In his new book, Can Poetry Save the Earth?, Stanford professor John Felstiner presents poetry from dozens of English and American writers who have spoken passionately to — and for — the natural world.

We issued Felstiner a challenge: Pick just one poem that could save the world, if everyone were to read it. He chose "The Well Rising" — and couldn't help but pick some runners-up; two are featured below.

'The Well Rising'

The well rising without sound,
the spring on a hillside,
the plowshare brimming through the deep ground
everywhere in the field —

The sharp swallows in their swerve
flaring and hesitating
hunting for the final curve
coming closer and closer —

The swallow heart from wing beat to wing beat
counseling decision, decision:
thunderous examples.
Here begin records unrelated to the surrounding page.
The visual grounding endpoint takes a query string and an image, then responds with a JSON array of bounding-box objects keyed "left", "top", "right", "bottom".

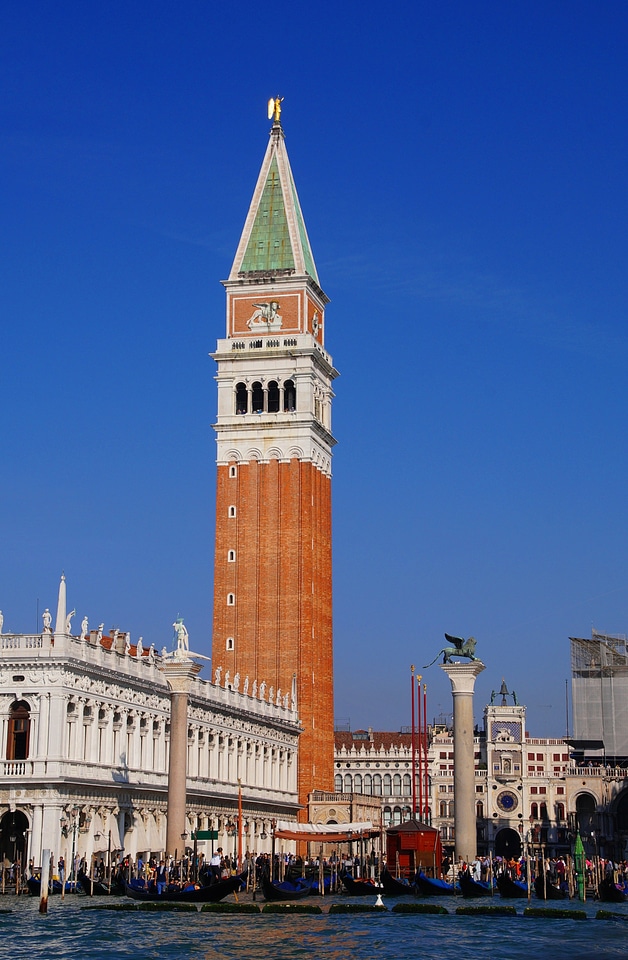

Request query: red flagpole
[
  {"left": 410, "top": 664, "right": 416, "bottom": 820},
  {"left": 412, "top": 675, "right": 423, "bottom": 820},
  {"left": 238, "top": 777, "right": 242, "bottom": 873},
  {"left": 419, "top": 683, "right": 430, "bottom": 823}
]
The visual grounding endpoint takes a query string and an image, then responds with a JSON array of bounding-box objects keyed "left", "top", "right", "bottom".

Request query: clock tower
[{"left": 212, "top": 107, "right": 337, "bottom": 819}]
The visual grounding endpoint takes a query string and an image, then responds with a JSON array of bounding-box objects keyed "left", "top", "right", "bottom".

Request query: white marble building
[{"left": 0, "top": 578, "right": 300, "bottom": 865}]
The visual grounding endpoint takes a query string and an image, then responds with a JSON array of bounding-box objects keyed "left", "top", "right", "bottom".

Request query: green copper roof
[
  {"left": 234, "top": 139, "right": 318, "bottom": 283},
  {"left": 240, "top": 157, "right": 295, "bottom": 273},
  {"left": 290, "top": 171, "right": 318, "bottom": 283}
]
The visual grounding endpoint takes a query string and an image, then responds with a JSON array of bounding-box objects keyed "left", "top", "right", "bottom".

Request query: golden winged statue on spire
[{"left": 268, "top": 97, "right": 284, "bottom": 123}]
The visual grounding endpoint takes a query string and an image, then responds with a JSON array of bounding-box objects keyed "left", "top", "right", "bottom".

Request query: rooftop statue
[
  {"left": 423, "top": 633, "right": 478, "bottom": 670},
  {"left": 268, "top": 97, "right": 284, "bottom": 123}
]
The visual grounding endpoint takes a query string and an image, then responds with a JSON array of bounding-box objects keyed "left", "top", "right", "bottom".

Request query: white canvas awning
[{"left": 275, "top": 820, "right": 379, "bottom": 843}]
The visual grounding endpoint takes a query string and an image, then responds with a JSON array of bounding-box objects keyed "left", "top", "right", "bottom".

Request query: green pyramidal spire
[{"left": 229, "top": 121, "right": 319, "bottom": 284}]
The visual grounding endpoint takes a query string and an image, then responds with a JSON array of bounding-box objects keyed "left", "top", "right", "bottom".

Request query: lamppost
[
  {"left": 227, "top": 817, "right": 238, "bottom": 860},
  {"left": 181, "top": 830, "right": 190, "bottom": 880},
  {"left": 59, "top": 804, "right": 81, "bottom": 880},
  {"left": 270, "top": 819, "right": 277, "bottom": 883}
]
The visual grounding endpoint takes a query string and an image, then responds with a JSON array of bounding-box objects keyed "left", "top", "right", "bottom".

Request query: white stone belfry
[{"left": 441, "top": 660, "right": 485, "bottom": 863}]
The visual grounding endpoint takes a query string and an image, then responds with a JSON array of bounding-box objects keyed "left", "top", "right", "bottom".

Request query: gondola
[
  {"left": 76, "top": 870, "right": 125, "bottom": 897},
  {"left": 597, "top": 877, "right": 627, "bottom": 903},
  {"left": 496, "top": 873, "right": 528, "bottom": 900},
  {"left": 125, "top": 877, "right": 244, "bottom": 903},
  {"left": 414, "top": 870, "right": 456, "bottom": 897},
  {"left": 458, "top": 870, "right": 493, "bottom": 900},
  {"left": 260, "top": 874, "right": 312, "bottom": 901},
  {"left": 26, "top": 877, "right": 75, "bottom": 897},
  {"left": 381, "top": 869, "right": 416, "bottom": 897},
  {"left": 534, "top": 877, "right": 565, "bottom": 900},
  {"left": 340, "top": 873, "right": 385, "bottom": 897}
]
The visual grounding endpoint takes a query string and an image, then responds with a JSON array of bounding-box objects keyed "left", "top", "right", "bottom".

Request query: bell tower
[{"left": 212, "top": 105, "right": 337, "bottom": 819}]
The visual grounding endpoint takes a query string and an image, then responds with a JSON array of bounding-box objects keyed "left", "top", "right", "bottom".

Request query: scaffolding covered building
[{"left": 570, "top": 630, "right": 628, "bottom": 764}]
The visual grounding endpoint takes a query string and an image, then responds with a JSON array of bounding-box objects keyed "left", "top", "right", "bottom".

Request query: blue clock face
[{"left": 497, "top": 790, "right": 519, "bottom": 813}]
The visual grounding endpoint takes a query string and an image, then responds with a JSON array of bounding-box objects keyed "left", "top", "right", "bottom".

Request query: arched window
[
  {"left": 251, "top": 380, "right": 264, "bottom": 413},
  {"left": 7, "top": 700, "right": 31, "bottom": 760},
  {"left": 268, "top": 380, "right": 279, "bottom": 413},
  {"left": 283, "top": 380, "right": 297, "bottom": 413},
  {"left": 236, "top": 383, "right": 249, "bottom": 413}
]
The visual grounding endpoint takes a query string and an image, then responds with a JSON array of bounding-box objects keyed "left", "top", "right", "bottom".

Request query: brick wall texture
[{"left": 212, "top": 459, "right": 334, "bottom": 808}]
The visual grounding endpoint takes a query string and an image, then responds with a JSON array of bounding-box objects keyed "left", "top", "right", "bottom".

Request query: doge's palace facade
[{"left": 0, "top": 578, "right": 300, "bottom": 865}]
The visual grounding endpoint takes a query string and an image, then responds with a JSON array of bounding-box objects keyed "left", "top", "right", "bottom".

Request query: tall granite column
[
  {"left": 160, "top": 657, "right": 201, "bottom": 856},
  {"left": 441, "top": 660, "right": 485, "bottom": 863}
]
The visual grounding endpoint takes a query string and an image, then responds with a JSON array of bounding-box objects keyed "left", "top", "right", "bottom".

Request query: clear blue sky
[{"left": 0, "top": 0, "right": 628, "bottom": 735}]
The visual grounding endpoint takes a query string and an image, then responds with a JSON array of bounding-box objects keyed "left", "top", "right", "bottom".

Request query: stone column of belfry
[
  {"left": 160, "top": 659, "right": 201, "bottom": 856},
  {"left": 441, "top": 660, "right": 485, "bottom": 863}
]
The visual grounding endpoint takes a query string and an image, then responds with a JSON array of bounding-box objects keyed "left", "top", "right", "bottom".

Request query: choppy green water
[{"left": 0, "top": 896, "right": 628, "bottom": 960}]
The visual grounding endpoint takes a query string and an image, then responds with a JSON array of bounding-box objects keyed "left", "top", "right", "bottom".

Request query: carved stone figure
[
  {"left": 423, "top": 633, "right": 478, "bottom": 670},
  {"left": 172, "top": 617, "right": 190, "bottom": 657}
]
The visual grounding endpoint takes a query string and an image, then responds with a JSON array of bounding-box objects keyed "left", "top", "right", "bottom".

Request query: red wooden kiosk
[{"left": 386, "top": 820, "right": 443, "bottom": 877}]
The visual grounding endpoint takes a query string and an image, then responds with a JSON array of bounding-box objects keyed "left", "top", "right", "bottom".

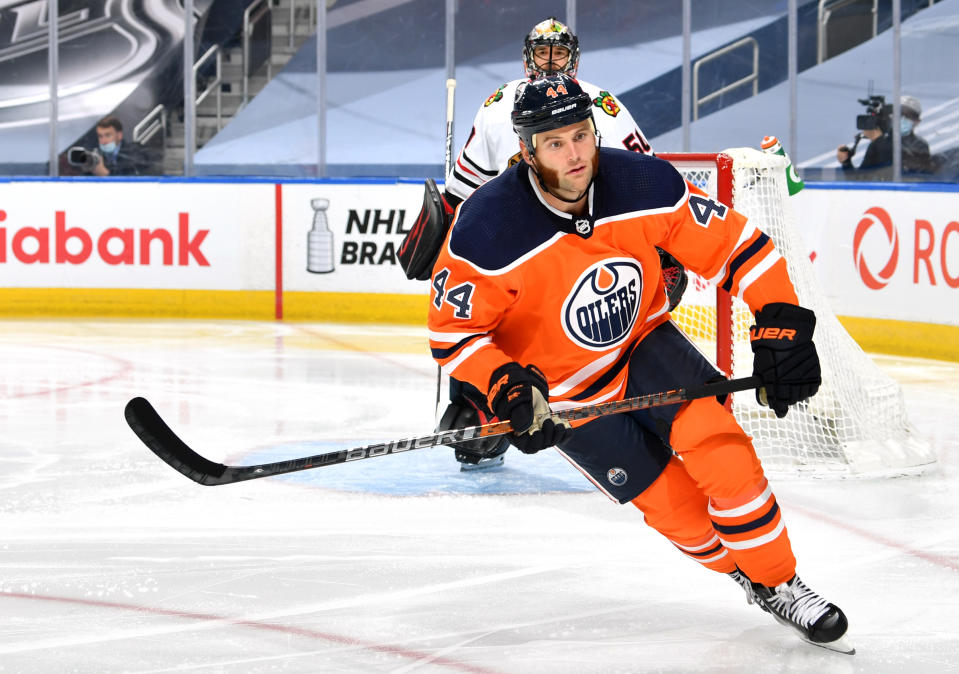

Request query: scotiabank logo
[
  {"left": 0, "top": 210, "right": 210, "bottom": 267},
  {"left": 852, "top": 207, "right": 899, "bottom": 290}
]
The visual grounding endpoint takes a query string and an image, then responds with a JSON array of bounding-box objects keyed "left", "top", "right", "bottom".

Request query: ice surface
[{"left": 0, "top": 320, "right": 959, "bottom": 673}]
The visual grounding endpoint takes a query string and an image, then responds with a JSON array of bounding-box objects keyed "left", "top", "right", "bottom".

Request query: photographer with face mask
[
  {"left": 67, "top": 116, "right": 155, "bottom": 178},
  {"left": 836, "top": 96, "right": 935, "bottom": 178}
]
I place my feet
with care in such a world.

'Anacostia River'

Just imagine
Waking up one day,
Looking out your window starting to say...
No bad smells
No smoke
No noise
No trash
No junk
No muddy waters.

Just imagine
No dead birds because of
No dead trees because of
No dead people because of
No place to play because of

Be happy!
Be safe!
And just imagine a kid
Living by the Anacostia River.

— El'Jay Johnson, age 8

'Hearing Your Words...'

Hearing your words, and not a word among them
Tuned to my liking, on a salty day
When inland woods were pushed by winds that flung them
Hissing to leeward like a ton of spray,
I thought of how off Matinicus the tide
Came pounding in, came running through the Gut,
While from the Rock the warning whistle cried,
And children whimpered, and the doors blew shut;
There in the autumn when the men go forth,
With slapping skirts the island women stand
In gardens stripped and scattered, peering north,
With dahlia tubers dripping from the hand:
The wind of their endurance, driving south,
Flattened your words against your speaking mouth.